Artificial intelligence and patients
The work for developing deep-learning algorithms to enable the public to take their healthcare into their own hands has lagged behind that for clinicians and health systems, but there are a few such algorithms that have been FDA-cleared or are in late-stage clinical development. In late 2017, a smartwatch algorithm was FDA-cleared to detect atrial fibrillation128, and subsequently in 2018 Apple received FDA approval for their algorithm used with the Apple Watch Series 4 (refs. 129,130). The photoplethysmography and accelerometer sensors on the watch learn the user’s heart rate at rest and with physical activity, and when there is a significant deviation from expected, the user is given a haptic warning to record an ECG via the watch, which is then interpreted by an algorithm. There are legitimate concerns that the widescale use of such an algorithm, particularly in the low-risk, young population who wear Apple watches, will lead to a substantial number of false-positive atrial fibrillation diagnoses and prompt unnecessary medical evalautions131. In contrast, the deep learning of the ECG pattern on the smartwatch, which can accurately detect whether there is high potassium in the blood, may provide particular usefulness for patients with kidney disease. This concept of a ‘bloodless’ blood potassium level (Fig. 2) reading via a smartwatch algorithm embodies the prospect of an algorithm able to provide information that was not previously obtainable or discernible without the technology.

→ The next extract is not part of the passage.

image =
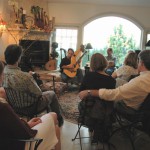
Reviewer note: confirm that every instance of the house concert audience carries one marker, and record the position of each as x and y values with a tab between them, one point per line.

Smartphone exams with AI are being pursued for a variety of medical diagnostic purposes, including skin lesions and rashes, ear infections, migraine headaches, and retinal diseases such as diabetic retinopathy and age-related macular degeneration. Some smartphone apps are using AI to monitor medical adherence, such as AiCure (NCT02243670), which has the patient take a selfie video as they swallow their prescribed pill. Other apps use image recognition of food for calorie and nutritional content132. In what may be seen as an outgrowth of dating apps that use AI nearest-neighbor analysis to find matches, there are now efforts to use the same methodology for matchmaking patients with primary care doctors to engender higher levels of trust133.
One study has recently achieved the continuous sensing of blood-glucose (for 2 weeks) along with assessment of the gut microbiome, physical activity, sleep, medications, all food and beverage intake, and a variety of lab tests134,135,136. This multimodal data collection and analysis has led to the ability to predict the glycemic response to specific foods for an individual, a physiologic pattern that is remarkably heterogeneous among people and significantly driven by the gut microbiome. The use of continuous glucose sensors, which now are factory-calibrated, preempting the need for finger-stick glucose calibrations, has shown that post-prandial glucose spikes commonly occur, even in healthy people without diabetes137,138. It remains uncertain whether the glucose spikes indicate a higher risk of developing diabetes, but there are data suggesting this possibility139 along with mechanistic links to gastrointestinal barrier dysfunction140,141 in experimental models. Nevertheless, the use of AI with multimodal data to guide an individualized diet is a precedent for virtual medical coaching in the future. In the present, simple rules-based algorithms, based upon whether glucose values are rising or falling, are used for glucose management in people with diabetes. While these have helped avert hypoglycemic episodes142, smart algorithms that incorporate an individual’s comprehensive data are likely to be far more informative and helpful. In this manner, most common chronic conditions, such as hypertension, depression, and asthma, could theoretically be better managed with virtual coaching. With the remarkable progress in the accuracy of AI speech recognition and the accompanying soaring popularity of smart speakers, it is easy to envision that this would be performed via a voice platform, with or without an avatar. Eventually, when all of an individual’s data and the corpus of medical literature can be incorporated, a holistic, prevention approach would be possible (Fig. 3).